New York is often lumped in with Los Angeles as being somehow different from, and hostile to America. I know about as much about Los Angeles as I do about Tehran, but my general impressions are that it’s a very American City, Spanish name and all. Hollywood is there, lots of Mexicans, plenty of blonde haired people, palm trees and great weather all the time. Sounds okay except for their appalling lack of snow. What Los Angeles and New York do have in common, though, is that the American Dream Machine was invented in those two cities, the ideas by which all of America defines itself. In New York it is located on Madison Avenue in the advertising industry, in L.A. it is in Hollywood and their movies. 

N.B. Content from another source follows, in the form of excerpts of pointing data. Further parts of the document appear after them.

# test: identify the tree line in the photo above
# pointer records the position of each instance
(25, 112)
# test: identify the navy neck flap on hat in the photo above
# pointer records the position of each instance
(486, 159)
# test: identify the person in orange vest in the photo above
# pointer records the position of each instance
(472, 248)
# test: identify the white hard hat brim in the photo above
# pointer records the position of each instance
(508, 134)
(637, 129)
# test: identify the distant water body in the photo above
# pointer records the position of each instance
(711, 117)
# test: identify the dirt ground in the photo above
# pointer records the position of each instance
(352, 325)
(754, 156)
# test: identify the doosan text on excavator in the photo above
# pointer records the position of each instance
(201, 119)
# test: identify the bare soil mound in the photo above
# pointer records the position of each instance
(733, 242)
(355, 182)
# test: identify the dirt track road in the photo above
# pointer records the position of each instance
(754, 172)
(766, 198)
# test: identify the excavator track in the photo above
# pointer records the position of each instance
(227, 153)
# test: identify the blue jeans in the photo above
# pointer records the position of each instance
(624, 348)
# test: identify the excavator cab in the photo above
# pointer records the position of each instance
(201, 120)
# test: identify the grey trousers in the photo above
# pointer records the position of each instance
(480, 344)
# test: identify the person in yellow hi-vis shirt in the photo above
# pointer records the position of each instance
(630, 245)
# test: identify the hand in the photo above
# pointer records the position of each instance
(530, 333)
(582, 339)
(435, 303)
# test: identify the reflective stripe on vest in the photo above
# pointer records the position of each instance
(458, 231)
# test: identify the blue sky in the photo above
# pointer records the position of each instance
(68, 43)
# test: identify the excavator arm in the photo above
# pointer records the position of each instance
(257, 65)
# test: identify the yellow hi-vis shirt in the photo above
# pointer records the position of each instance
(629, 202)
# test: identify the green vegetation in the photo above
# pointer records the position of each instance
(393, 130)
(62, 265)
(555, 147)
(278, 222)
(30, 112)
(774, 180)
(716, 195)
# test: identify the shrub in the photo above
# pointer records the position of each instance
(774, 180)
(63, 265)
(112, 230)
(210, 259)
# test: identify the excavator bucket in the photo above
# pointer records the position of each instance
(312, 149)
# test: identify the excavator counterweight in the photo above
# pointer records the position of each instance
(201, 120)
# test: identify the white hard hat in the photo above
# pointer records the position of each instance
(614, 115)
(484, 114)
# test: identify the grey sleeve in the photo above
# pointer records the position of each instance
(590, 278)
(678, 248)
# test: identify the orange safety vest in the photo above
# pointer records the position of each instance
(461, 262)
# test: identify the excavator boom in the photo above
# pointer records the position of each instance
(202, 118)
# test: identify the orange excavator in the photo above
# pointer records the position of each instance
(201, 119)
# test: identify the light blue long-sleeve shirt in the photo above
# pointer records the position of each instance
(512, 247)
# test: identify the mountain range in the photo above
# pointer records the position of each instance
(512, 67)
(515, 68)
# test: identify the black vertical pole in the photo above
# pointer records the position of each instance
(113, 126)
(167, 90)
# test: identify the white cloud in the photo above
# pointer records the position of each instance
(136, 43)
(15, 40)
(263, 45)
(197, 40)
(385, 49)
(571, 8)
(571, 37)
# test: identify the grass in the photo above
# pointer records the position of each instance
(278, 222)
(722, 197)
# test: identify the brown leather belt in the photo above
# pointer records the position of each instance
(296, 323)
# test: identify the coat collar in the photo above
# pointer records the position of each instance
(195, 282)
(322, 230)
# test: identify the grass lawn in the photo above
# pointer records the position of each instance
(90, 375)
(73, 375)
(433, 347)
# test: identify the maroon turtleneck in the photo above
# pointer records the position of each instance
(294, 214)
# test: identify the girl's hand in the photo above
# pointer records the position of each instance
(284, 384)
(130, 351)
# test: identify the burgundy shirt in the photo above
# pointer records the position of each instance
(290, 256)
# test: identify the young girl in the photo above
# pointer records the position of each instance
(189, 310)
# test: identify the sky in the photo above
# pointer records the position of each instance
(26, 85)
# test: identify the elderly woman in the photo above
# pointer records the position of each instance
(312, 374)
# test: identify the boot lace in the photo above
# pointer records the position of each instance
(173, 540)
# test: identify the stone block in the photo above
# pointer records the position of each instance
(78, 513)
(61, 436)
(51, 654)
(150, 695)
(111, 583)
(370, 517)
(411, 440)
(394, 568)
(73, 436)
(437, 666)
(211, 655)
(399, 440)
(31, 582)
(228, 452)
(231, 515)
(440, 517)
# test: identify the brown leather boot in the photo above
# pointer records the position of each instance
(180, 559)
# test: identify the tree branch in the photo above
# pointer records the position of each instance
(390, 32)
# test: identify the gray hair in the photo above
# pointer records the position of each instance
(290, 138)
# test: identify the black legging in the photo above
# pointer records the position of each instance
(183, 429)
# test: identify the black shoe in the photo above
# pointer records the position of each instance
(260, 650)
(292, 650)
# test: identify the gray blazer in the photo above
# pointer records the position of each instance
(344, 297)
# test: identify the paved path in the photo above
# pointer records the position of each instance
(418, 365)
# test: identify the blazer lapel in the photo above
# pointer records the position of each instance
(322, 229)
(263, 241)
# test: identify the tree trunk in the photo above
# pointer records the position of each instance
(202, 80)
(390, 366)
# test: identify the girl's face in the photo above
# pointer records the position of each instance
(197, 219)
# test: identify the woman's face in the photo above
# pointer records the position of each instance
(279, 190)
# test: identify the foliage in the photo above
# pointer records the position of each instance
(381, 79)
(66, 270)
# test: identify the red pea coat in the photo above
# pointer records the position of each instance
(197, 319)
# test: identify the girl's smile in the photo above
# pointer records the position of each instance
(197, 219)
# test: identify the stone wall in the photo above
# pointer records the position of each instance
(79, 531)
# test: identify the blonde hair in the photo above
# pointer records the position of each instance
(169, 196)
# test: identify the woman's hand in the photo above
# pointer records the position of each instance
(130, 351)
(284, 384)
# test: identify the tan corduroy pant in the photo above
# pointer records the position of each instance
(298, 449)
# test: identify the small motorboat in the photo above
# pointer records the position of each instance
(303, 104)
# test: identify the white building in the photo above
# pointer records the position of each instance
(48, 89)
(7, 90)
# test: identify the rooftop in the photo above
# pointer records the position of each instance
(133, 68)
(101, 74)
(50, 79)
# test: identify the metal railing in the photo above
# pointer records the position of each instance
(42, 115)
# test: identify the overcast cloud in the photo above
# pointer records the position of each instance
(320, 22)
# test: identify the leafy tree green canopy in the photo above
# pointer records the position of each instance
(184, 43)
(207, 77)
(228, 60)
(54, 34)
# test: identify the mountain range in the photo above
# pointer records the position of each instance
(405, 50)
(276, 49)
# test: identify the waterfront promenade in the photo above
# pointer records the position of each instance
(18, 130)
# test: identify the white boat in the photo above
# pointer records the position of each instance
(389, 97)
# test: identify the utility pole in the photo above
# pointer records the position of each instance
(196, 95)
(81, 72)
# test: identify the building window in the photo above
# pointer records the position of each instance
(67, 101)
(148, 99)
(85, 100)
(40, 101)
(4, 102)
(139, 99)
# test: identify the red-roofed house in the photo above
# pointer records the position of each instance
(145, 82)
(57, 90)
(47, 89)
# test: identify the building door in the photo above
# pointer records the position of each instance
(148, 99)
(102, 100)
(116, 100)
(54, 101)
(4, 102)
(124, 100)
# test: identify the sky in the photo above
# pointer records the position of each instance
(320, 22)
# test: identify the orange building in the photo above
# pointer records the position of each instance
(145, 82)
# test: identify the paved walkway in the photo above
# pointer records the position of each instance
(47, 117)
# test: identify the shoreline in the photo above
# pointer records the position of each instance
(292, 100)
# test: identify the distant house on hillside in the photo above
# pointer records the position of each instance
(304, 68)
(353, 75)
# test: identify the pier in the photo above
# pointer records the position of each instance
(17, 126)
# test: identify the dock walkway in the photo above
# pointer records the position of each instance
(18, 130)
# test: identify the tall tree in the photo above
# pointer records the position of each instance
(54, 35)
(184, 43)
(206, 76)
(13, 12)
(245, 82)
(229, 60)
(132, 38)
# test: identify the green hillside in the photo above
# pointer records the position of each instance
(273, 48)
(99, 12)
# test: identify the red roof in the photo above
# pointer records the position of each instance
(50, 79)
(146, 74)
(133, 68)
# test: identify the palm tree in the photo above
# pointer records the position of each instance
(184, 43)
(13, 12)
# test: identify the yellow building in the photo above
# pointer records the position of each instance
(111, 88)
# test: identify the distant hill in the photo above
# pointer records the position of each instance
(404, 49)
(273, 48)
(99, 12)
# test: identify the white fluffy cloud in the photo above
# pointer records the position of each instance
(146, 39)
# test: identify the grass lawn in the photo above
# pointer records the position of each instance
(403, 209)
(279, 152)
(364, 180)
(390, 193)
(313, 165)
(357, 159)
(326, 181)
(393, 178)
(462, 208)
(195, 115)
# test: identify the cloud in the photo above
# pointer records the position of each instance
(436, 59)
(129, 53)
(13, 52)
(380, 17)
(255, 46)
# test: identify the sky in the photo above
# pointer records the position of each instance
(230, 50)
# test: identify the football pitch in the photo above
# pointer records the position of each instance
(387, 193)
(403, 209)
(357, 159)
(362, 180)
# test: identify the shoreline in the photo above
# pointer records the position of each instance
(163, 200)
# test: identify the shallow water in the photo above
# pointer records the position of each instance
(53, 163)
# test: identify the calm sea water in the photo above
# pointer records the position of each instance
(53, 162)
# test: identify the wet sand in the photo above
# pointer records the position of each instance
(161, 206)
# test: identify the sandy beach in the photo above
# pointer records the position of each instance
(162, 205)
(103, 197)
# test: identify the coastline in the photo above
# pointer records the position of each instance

So how these two cities came to represent to many Americans all that is wrong with our nation is a mystery. Almost half of all Americans can trace an ancestor to where I live, in Brooklyn, and every single American has enjoyed the movies great and otherwise that are produced in Hollywood. Both New York City and Los Angeles attract more tourists than any other American cities. So you wonder. Was it something we said? Do some people still need a bogeyman that bad that they make up stuff about places and the people in them? Seems pretty odd. Nobody seems to complain about Wichita or Denver. Well, that being said, let’s put the finger on who the real bad people in America are. That would be  the city and the people of Sheboygan, Wisconsin. Now there’s an enclave of godless liberal subversive traitors if ever there was one. Why Sheboygan? Well, why New York and L.A.? So why not Sheboygan? To hell with those pinko rats bent on unraveling the fabric of American life!